Logstash version: 5.5.0
OS: Windows 10
Java: 1.8

Does someone have an idea, what could be wrong here?
Thanks!


#2

it must be something wrong with the worker count:
-w 2 -b 100 => 9802 lines
-w 2 -b 1000 => 11700 lines
using the previous command and with queue.type: persisted
and
w/o the worker parameter:
-b 2000 => 10000
-b 10 => 10000

Update: it seems, that the worker count and the batch size are irrelevant, because sometimes it works with the same settings and sometimes does not.


#3

Sorry for bumping up the thread, but it seems to be a very important issue.
I could reproduce it on Unix as well (redhat). Make sense to open a Github ticket?
Thanks!


(Guy Boertje) #4

Your example using generator to illustrate the problem does not illustrate it at all...

The generator input is the one and only input that shuts down LS when its done. With memory queue, as its synchronous, when the last 10000th event is produced the filter/output will process it - but with PQ these two functions are disconnected so the input rapidly produces 10000 events and persists them then begins the shutdown, The filter/output stage only processes 1750 ish events before it is shutdown, the rest are in the PQ for next time.

This is by design. There will be a queue.drain option available soon to allow for ephemeral container based instances to drain the queue after receiving an ordered shutdown command.

Back to your original problem.

Are you shutting down LS after the JDBC input has read the DB contents (but before the filter/outputs have read all events out of the queue?

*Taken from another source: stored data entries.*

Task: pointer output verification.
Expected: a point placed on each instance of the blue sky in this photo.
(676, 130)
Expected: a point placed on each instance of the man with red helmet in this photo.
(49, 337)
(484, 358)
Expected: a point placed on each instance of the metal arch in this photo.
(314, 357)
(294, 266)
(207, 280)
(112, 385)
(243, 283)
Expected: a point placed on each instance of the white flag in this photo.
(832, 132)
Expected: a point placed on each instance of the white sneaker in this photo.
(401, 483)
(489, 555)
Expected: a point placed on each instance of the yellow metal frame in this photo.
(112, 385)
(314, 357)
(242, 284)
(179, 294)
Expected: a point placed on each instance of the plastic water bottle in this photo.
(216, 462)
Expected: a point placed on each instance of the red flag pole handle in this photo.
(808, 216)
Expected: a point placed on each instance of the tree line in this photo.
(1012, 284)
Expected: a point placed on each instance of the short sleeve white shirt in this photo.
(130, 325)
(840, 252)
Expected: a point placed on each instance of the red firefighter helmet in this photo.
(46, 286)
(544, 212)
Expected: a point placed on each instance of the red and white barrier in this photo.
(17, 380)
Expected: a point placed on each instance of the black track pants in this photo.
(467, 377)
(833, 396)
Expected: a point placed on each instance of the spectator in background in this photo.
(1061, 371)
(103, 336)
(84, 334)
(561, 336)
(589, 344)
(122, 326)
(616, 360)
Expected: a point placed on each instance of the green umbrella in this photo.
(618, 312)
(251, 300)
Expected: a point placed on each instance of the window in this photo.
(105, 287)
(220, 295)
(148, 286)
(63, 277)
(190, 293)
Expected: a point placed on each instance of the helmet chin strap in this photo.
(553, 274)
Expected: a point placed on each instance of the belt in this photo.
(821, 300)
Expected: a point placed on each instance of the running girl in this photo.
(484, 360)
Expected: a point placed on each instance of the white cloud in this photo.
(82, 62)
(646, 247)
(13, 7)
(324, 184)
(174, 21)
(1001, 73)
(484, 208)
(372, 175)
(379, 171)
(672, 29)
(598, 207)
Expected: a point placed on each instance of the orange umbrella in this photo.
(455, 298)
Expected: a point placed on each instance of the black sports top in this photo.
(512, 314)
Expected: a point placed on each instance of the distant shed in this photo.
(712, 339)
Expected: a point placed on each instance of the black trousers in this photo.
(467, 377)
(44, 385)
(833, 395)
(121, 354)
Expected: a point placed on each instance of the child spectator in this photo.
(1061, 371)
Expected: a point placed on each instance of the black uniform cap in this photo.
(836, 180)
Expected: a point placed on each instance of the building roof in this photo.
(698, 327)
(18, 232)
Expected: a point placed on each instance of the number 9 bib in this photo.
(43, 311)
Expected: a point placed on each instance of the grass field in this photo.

If you look at the path.queue contents, you should see the queue growing while the inputs write faster than the filters read but once the inputs have stopped the contents should shrink until there two files left - NNN.page file and its checkpoint file.


#5

thank you very much for getting back to me!
I see, my "generator" example was not a proper way to reproduce the issue.
I cannot run the original tests currently, but as far as I remember, I was shutting down the LS instance by Ctrl-C. The size of the queue directory was 256Mb - basically it contained one page file, but I need to double check this again.
And thanks a lot for the explanation how the PQ works. That explains as well, why sometimes the number or processed events were more 10.000.
I'll re-test with the JDBC input and let you know.


(system) #6

This topic was automatically closed 28 days after the last reply. New replies are no longer allowed.